The angel tax has to be either linked to revenues or profits. So probably the government knows it is not that easy and they need to put some thought into it, he said.
“The government has taken many steps in the past couple of years to improve the on-ground execution of the Start-up India programme, such as easing the certification process to claim benefits and also providing seamless access to funds and mentorship,” said Ankit Garg, founder CEO, Wakefit.co, an online mattress seller. “However, clarification on tax holiday status of three years based on the date of incorporation of the start-up, ESOP (employee stock ownership plan) taxation laws and the angel tax norms, would have definitely given a strong fillip to the start-up ecosystem and contributed to the ease-of-doing-business index that the Prime Minister is so passionate about improving.”
Elaborating, he said, instead of the tax holiday kicking off from the day a start-up is incorporated, income tax should be applicable from when the start-up starts generating revenues. Second, in the US, employees who receive ESOPs only pay tax when they sell it. However, in India, employees are required to pay tax on the value attached to the ESOPs when they receive it. Lastly, some clarification on the angel tax, which is a huge burden, would have helped.
No specifics
Rohan Bhargava, co-founder of cashback and coupons site CashKaro.com, felt the Budget lacked specific initiatives to directly boost start-ups and corporates. “We were hoping to see more details on simplification of tax structures, allocation of Start-up India Fund, dissolution of angel tax, extending of the tax holiday period. But many such topics were completely left out in the Budget and perhaps may be addressed in the Annexure,” he said.

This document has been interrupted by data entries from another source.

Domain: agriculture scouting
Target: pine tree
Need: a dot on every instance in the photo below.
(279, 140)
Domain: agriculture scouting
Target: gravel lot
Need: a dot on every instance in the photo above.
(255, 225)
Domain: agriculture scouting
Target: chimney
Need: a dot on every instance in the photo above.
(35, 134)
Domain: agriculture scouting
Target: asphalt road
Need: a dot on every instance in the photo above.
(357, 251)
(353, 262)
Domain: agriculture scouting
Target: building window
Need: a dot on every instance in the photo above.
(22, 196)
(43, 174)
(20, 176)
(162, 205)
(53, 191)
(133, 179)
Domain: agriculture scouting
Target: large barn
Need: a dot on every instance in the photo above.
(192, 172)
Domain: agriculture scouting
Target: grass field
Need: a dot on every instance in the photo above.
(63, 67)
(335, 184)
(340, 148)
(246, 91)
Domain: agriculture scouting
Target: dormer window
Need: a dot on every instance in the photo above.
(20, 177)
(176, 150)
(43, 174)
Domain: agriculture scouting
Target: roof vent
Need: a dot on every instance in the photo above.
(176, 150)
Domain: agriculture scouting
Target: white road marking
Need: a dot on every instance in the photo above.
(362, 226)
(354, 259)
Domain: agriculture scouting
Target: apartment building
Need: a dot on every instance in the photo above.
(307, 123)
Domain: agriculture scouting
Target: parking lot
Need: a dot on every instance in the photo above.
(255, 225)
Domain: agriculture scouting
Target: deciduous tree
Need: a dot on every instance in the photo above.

The proposal to extend the 25 per cent corporate tax rate to MSMEs with a turnover of up to ₹250 crore (earlier ₹50 crore) that are in dire need of support, and the promise to revamp the online loan sanctioning facility for MSMEs are encouraging, Bhargava added.
Sunil K Goyal, MD and Fund Manager, YourNest Venture Capital, gave a thumbs up to the long-term capital gains on listed securities and the dividend tax on equity mutual funds. “With this move, the Budget has neutralised the unfair tax regime of zero tax on long-term capital gains on listed equities vs any other asset class such as venture capital, real estate, start-ups, debt funds, etc. We admire the appreciation by the Finance Ministry on the role played by venture capital funds and angel investors. The step will bring much required investments into Indian start-ups, which were not as attractive as investments in listed securities and equity mutual funds because of the 30 per cent angel tax. The FM has recognised the importance of the positive work that angel investors and VC funds are doing for the economy, and is considering additional measures to strengthen the environment for their growth.”
Encouraging investors
Stating that the Centre must consider emulating the UK and Singapore models to encourage start-ups, Rajeev Banduni, co-founder and CEO, GrowthEnabler, said that in the UK, under the Seed Enterprise Investment Scheme, investors can invest up to £150,000 in start-ups and receive a 50 per cent rebate on income tax and can invest up to £1 million in start-ups under the Enterprise Investment Scheme and receive a rebate of 30 per cent on income tax, As a result, rich people who would otherwise invest in other asset classes such as real estate, equities etc, are encouraged to invest their surplus money in start-ups.
Start-ups, SMBs and the service sectors are the largest employers today and not large corporates who are seeking greater efficiency through automation and laying off people, he added.